What's on the Menu? – A round-up of the latest restaurant reviews

18 December 2008 by
What's on the Menu? – A round-up of the latest restaurant reviews

Bloomberg, 12 December
Richard Vines visits J. Sheeky Oyster Bar, 28-32 St Martin's Court, London WC2
J. Sheekey is so good, I waited outside to be sure of a seat when this London restaurant opened a separate oyster bar with a no-reservations policy on Nov. 25. I needn't have worried. I was the first customer. In one of the quickest reversals since the BBC's John Sergeant quit its "Strictly Come Dancing" show, the policy has been abandoned, so you can book to enjoy the opening offer of a glass of Theophile Roederer Champagne and half a dozen Strangford Lough rocks for £15 pounds.

Metro, 9 December
Marina O'Loughlin visits Babylon, 7th Floor, Roof Gardens, 99 Kensington High Street, London W8

When Richard Branson's Babylon restaurant opened way back when, it made me come over all starry-eyed.

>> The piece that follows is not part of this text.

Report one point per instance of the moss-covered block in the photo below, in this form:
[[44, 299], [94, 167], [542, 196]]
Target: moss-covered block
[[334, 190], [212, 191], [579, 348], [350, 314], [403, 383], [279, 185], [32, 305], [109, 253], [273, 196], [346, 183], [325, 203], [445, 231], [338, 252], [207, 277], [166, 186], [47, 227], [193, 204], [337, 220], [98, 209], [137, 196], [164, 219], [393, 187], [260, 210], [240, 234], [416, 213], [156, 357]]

The view! The fact that it looks over the legendary Roof Gardens! The handsome waiters! One of these led me by the hand into the ladies' lavs so I could squint through a gap under the taps on to a full view of the men's urinals opposite. (Why, I've no idea: neither about the gap, nor the waiter's motivation. All gave me quite a thrill, I can tell you.) Anyway, among a clamour of critical drubbing, I was a lone positive voice. Blame that waiter - it certainly wasn't anything to do with the food, especially a chicken sausage of memorably lubricious appearance. Now it's been relaunched.
Babylon - review in full >>

Evening Standard, 17 December
David Sexton visits Canteen Baker Street, 55 Baker Street London W1

Canteen looks so much the part. The owners stress that they take design as seriously as they do food. This new Baker Street branch is the third to be opened, the first being in Spitalfields and the second around the back of the Royal Festival Hall. They have in common a definite Festival of Britain look - if anything, more plushly done than the real thing. In a little promotional booklet placed on every table it states that the design is inspired by classless, communal, public spaces "such as schools, libraries, town halls and interiors" from that epoch.
Canteen Baker Street - review in full >>

Time Out, 18 December
Charmaine Mok visits Taste of McClements, 8 Station Approach, Kew

If you thought the days of elaborate tasting menus had just gone down the plughole, grab your nearest and dearest and head to Kew, where John McClements's (of Ma Cuisine Le Petit Bistrot et al) newest endeavour is set. At once his most ambitious and most modest project, the 16-course tasting menu is yours for a relatively bargainous £29. Seating just 20 and open only for dinner, it's a tiny restaurant rather more akin to a posh and slightly fey uncle's dining room than a plush Michelin-starred boudoir.